MEXICO CITY (Reuters) - Mexican bottling and retail conglomerate FEMSA will offer a total of 3.5 billion euros ($3.7 billion) in common shares and unsecured notes in Dutch beer giant Heineken as it looks to divest from the company, FEMSA said Thursday.
Heineken, as well as an investment vehicle controlled by the Heineken family, are expected to participate in the offering, FEMSA added in a filing to Mexico's main stock exchange.
Heineken has committed to repurchasing around a billion euros worth of its shares, both Heineken and FEMSA said Thursday.
FEMSA, which saw its own share prices rise near 9% around midday Thursday, had announced plans to divest its stake in the world's second-largest brewer the day before.

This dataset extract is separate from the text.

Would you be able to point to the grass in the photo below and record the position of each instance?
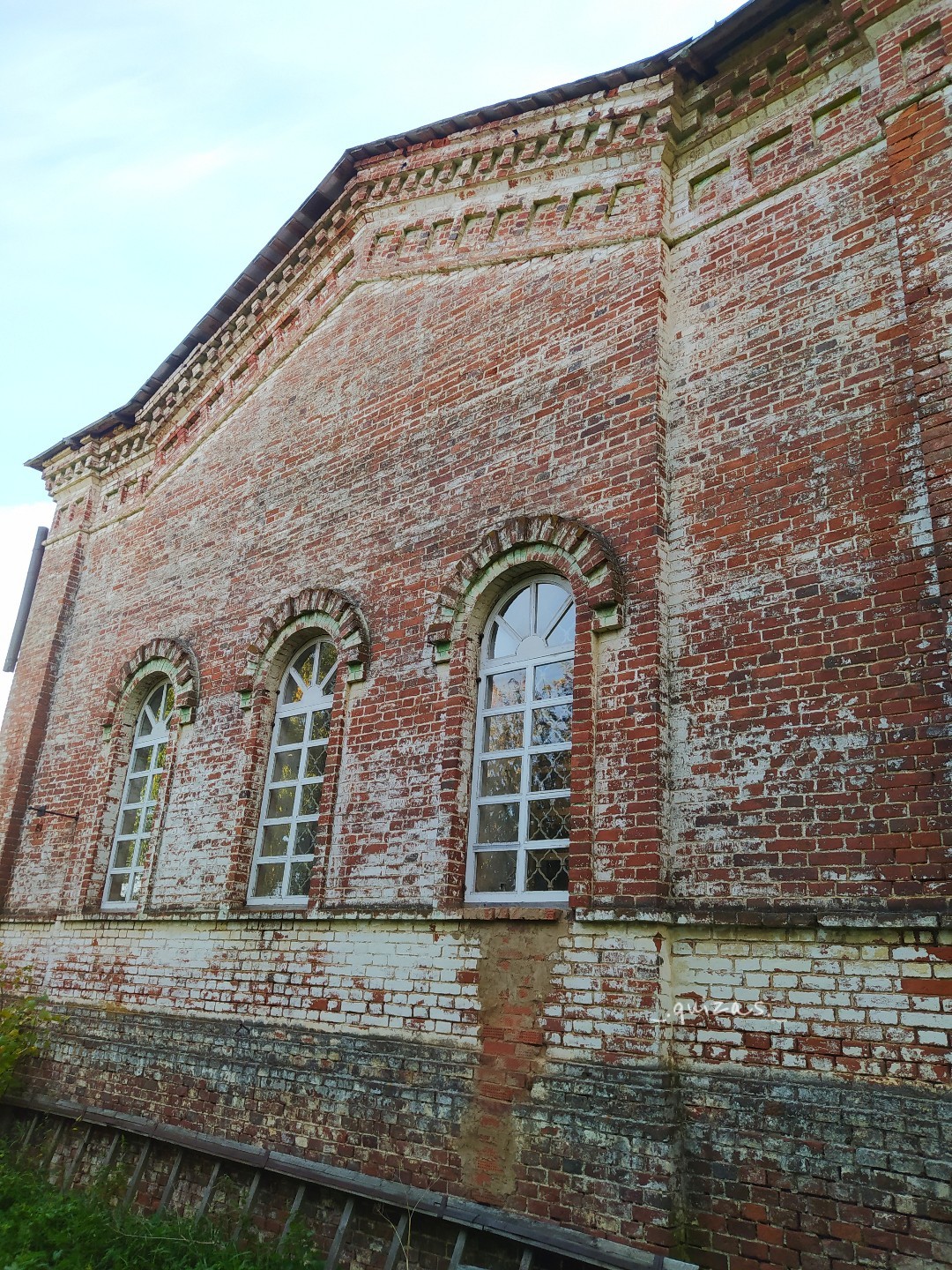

It has previously reported a 14.8% combined stake in the Heineken Group, in which the Heineken family holds just over 50%. The offer announced Thursday intends to sell off around 6% of FEMSA's stake in the brewing group.
Analysts at Actinver Research estimated, based on Wednesday's closing prices, that the total divestment - which aims to help cut debt and fuel growth - would fetch FEMSA some $7.7 billion, roughly a quarter of its market value.
The final prices in the share and notes offering will be determined and announced Friday, FEMSA said. The firm will also hold a call Friday to give more detail into the divestment.